Join me in calling for a law school holiday. We've got as much justice as we can possibly handle.
Comment by Spurtler on September 8, 2010 at 2:29pm
My commercial philosophy has always been that all characteristics, both good and bad, start at the top and are disseminated throughout the system. At the top of our social system are government, religion and commerce. Today, I see no evidence of any of these systems perpetuating what I call socially redemptive values. I don't think the challenges you cite are merely legally and govern-mentally spawned. I think all three societal leader groups are unworthy of their responsibilities. I also think citizens are rightly burdened with the responsibility to shout when they see wrongdoing. Not voting is a vote! We need whistle-blowers, not compliance officers (but, then we'd have corrupt whistle-blowers, sadly!).
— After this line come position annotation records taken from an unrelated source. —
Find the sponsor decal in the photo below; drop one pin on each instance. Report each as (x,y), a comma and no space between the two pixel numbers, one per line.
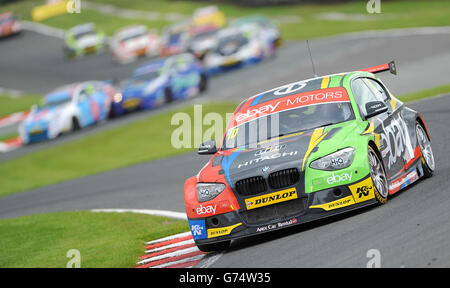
(346,201)
(270,149)
(329,95)
(337,178)
(396,141)
(222,231)
(264,157)
(271,198)
(198,229)
(363,190)
(276,225)
(210,209)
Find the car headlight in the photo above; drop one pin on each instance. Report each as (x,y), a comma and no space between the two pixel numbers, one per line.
(208,191)
(335,161)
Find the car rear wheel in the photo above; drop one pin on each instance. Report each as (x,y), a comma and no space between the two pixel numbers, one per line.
(378,175)
(426,151)
(220,246)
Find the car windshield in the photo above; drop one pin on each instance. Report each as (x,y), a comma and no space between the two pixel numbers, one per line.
(54,103)
(287,122)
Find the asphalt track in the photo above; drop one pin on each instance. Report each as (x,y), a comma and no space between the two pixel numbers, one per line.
(412,230)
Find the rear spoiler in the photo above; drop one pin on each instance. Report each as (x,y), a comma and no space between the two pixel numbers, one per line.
(381,68)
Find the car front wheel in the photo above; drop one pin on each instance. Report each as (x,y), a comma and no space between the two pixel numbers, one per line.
(378,175)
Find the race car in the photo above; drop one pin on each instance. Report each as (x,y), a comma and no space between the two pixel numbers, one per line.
(175,38)
(9,25)
(238,47)
(68,108)
(83,39)
(160,81)
(209,16)
(135,41)
(269,30)
(305,151)
(202,40)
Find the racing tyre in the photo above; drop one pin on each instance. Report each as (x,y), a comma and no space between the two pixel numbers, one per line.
(426,151)
(168,97)
(378,175)
(214,246)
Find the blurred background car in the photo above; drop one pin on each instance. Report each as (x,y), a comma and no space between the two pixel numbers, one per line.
(9,25)
(202,40)
(160,81)
(268,28)
(132,42)
(209,16)
(175,38)
(237,47)
(83,39)
(68,108)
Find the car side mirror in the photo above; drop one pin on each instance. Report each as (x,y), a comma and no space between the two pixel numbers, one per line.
(375,108)
(207,148)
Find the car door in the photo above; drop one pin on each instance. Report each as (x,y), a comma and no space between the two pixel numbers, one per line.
(364,93)
(399,148)
(89,108)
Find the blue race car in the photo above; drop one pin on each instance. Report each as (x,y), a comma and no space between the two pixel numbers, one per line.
(68,108)
(160,81)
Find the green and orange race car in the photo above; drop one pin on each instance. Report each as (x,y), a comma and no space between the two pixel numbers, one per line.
(305,151)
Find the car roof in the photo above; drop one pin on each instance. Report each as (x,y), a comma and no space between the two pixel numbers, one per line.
(312,84)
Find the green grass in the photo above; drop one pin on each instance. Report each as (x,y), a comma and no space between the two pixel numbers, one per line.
(132,143)
(395,14)
(108,23)
(9,105)
(104,240)
(425,93)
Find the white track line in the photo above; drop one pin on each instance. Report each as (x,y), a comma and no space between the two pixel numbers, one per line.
(194,258)
(163,213)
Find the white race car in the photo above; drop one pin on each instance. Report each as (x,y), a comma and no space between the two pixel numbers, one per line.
(135,41)
(68,108)
(237,47)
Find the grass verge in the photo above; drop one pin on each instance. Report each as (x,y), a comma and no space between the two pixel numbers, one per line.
(310,20)
(104,240)
(132,143)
I'm a US Resident, not a citizen, so I have lived in other societies that do not share the challenges of the US. They have their own challenges. However, you will never remove greed and fear as motivators in any type of society. You just need to hold your own character values and also surround yourself with those who share these values. Over time, society can change. Let's hope its an improvement!

Ok, now let's get back to health care activism.
Comment by Denis Van Loan D.D.S. on September 15, 2010 at 2:51pm
Thank goodness I am retired from dentistry. I only see the health care problems getting worse with the implementation of the comprehensive health care plan by the government. It doesn't target dentistry yet, but I'm sure it will follow if the process is not reversed. In my view there will be a disincentive for aspirants to become M.D.'s. Those, already doctors, will will soon be over whelmed with the millions of patients added by the government health care plan. When politics and government get involved I see a deterioration of health care. Politics have a way of trumping what is best for the patient...Denis Van Loan D.D.S.
Comment by Arnon Krongrad, MD on September 15, 2010 at 2:57pm
 Denis, of possible interest: In Defense of Physician Autonomy.